Vanessa illustrates this point with an example she says isn’t perfect but can help us understand the additional barriers faced by food that tends to be categorized as “ethnic food”:

“If you take dough, fry it and add sugar/salt, how much do you think you can sell it for?” she asks. If you’re a coffee chain and you do it on mass scale, you sell your donuts for about a buck. If you’re selling beignets, and you specialize in serving mimosas with your brunch, you can sell it upwards of $7. If you’re trying to sell mahamri, you’d be doing it for much less and wouldn’t have the marketing budget to inform the many who are not even familiar with these Swahili donuts (including myself). The list goes on.. (others likes loukoumades or churros or beaver tails… were not mentioned). Vanessa says there are many contributing reasons for what at first glance may appear to be undervalued or overpriced food. After all, we’re in this to grow small local food businesses, she says, and therefore resources and regulations must support growth in a sustainable fashion, rather than divide us. “The BIG food businesses providing unsafe, low-wage, deskilling jobs are the competition. Among us, we need to collaborate.” The idea is that your donut or taco or coffee might be worth a lot more or less depending on long standing perceptions of value that split community-based efforts for profit with larger corporations.
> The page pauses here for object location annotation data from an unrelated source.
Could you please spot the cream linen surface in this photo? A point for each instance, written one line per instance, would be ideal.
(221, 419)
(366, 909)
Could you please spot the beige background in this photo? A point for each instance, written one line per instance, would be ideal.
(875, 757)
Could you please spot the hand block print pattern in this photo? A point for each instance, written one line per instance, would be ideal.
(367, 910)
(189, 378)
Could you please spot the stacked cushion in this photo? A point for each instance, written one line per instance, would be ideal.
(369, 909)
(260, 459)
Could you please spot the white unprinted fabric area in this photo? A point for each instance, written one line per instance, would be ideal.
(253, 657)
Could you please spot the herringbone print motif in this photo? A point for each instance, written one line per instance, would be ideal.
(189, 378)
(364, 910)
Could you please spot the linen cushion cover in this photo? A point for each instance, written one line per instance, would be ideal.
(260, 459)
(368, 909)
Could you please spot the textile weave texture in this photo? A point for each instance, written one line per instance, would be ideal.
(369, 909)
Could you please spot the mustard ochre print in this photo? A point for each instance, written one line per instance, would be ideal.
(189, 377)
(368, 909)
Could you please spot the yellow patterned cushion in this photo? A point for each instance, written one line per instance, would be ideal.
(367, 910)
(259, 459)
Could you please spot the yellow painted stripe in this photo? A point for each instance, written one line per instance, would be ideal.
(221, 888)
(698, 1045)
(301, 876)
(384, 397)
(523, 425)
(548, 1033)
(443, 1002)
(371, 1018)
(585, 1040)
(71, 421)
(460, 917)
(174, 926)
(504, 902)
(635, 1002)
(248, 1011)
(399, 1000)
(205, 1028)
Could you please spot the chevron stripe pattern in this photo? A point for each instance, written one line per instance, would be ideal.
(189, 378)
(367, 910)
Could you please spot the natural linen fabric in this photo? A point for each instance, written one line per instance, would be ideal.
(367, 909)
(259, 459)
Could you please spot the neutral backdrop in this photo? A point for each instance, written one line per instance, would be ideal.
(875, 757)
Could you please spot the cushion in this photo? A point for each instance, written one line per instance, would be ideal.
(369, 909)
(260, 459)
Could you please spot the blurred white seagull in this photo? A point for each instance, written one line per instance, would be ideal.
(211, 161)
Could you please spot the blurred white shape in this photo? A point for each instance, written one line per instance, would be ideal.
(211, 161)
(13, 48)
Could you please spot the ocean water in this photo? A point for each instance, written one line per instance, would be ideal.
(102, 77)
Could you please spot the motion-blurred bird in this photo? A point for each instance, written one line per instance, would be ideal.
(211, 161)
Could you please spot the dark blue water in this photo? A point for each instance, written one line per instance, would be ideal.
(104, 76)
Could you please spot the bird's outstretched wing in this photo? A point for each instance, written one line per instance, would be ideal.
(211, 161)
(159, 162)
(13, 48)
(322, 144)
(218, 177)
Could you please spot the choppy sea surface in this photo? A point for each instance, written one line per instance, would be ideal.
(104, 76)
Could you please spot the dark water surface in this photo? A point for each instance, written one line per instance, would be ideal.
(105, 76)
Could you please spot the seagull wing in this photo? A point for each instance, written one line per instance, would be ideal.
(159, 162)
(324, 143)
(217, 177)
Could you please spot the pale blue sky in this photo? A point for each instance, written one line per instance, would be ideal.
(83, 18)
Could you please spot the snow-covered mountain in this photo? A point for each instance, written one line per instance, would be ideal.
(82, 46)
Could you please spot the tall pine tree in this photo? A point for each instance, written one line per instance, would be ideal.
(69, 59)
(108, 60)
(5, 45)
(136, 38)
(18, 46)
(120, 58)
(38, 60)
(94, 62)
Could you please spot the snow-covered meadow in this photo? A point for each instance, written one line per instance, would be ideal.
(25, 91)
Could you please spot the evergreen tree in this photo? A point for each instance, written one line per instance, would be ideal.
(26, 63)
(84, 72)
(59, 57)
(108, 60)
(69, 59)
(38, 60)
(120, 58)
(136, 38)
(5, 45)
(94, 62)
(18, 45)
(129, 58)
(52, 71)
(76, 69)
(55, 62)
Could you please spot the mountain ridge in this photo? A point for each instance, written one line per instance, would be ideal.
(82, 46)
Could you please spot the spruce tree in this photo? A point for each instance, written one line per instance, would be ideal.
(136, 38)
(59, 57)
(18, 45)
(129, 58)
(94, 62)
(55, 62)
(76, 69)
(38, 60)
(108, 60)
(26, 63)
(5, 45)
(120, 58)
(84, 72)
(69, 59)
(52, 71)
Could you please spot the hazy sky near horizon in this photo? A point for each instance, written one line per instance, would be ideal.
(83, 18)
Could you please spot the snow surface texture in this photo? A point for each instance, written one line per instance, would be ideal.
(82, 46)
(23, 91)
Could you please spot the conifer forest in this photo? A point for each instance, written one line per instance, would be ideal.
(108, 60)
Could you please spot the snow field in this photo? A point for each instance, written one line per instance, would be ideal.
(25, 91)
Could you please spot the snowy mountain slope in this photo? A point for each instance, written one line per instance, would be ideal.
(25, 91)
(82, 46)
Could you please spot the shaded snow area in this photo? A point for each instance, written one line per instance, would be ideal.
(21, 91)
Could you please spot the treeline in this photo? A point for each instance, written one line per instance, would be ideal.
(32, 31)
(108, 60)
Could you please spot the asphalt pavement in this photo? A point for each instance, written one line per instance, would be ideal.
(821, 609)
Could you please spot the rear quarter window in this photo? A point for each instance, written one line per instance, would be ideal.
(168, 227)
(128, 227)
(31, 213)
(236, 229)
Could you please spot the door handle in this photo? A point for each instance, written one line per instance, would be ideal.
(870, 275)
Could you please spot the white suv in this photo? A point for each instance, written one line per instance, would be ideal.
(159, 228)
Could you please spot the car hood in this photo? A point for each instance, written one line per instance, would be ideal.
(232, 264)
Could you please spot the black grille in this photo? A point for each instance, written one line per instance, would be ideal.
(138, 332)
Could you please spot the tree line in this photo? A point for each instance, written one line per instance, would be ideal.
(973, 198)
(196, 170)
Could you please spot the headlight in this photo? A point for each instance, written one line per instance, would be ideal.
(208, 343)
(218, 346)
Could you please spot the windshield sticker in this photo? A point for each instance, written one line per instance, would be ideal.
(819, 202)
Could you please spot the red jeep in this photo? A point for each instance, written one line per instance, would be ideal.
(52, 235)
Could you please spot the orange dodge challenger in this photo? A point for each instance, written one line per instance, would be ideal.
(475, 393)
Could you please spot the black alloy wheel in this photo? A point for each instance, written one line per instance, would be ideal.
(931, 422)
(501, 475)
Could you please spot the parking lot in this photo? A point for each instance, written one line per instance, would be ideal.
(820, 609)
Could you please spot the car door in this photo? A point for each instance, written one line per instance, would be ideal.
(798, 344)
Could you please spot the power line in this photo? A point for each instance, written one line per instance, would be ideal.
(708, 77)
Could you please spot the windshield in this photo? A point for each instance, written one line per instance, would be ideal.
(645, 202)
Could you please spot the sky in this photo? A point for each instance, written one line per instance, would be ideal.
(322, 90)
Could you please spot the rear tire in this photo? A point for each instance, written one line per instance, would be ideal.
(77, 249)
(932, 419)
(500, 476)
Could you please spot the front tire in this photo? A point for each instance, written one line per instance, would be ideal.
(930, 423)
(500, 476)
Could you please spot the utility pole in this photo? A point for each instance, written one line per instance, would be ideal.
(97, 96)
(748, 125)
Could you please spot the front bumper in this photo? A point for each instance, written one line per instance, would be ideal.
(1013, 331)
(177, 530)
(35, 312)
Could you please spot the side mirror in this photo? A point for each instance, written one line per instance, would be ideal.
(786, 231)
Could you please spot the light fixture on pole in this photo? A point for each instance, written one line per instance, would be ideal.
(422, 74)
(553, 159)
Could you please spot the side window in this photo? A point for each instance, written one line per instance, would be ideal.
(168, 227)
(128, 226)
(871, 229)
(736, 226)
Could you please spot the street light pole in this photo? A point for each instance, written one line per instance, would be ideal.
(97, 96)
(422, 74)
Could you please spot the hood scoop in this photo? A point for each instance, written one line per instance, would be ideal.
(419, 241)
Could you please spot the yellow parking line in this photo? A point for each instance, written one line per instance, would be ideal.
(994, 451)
Maybe this isn’t a huge deal. But for Vanessa and her roster of caterers, it’s a matter of their livelihood.

So what can be done?

[youtube http://www.youtube.com/watch?v=4wmOeXRji_0?feature=player_embedded&w=640&h=360]

Part of the response by caterToronto is to develop and advise new caterers, co-develop products, menus, and pricing as well as offer workshops and training, wholesale equipment and ingredients at group rates. Vanessa confesses she never intended to manage catering orders, wanting to focus more on advocating for food justice (which she does through another initiative called Food Forward). But when the orders came in, it only made sense that she link clients with caterers too.

In the end, I got the sense that her efforts were about democratizing an industry currently catering to large food service providers.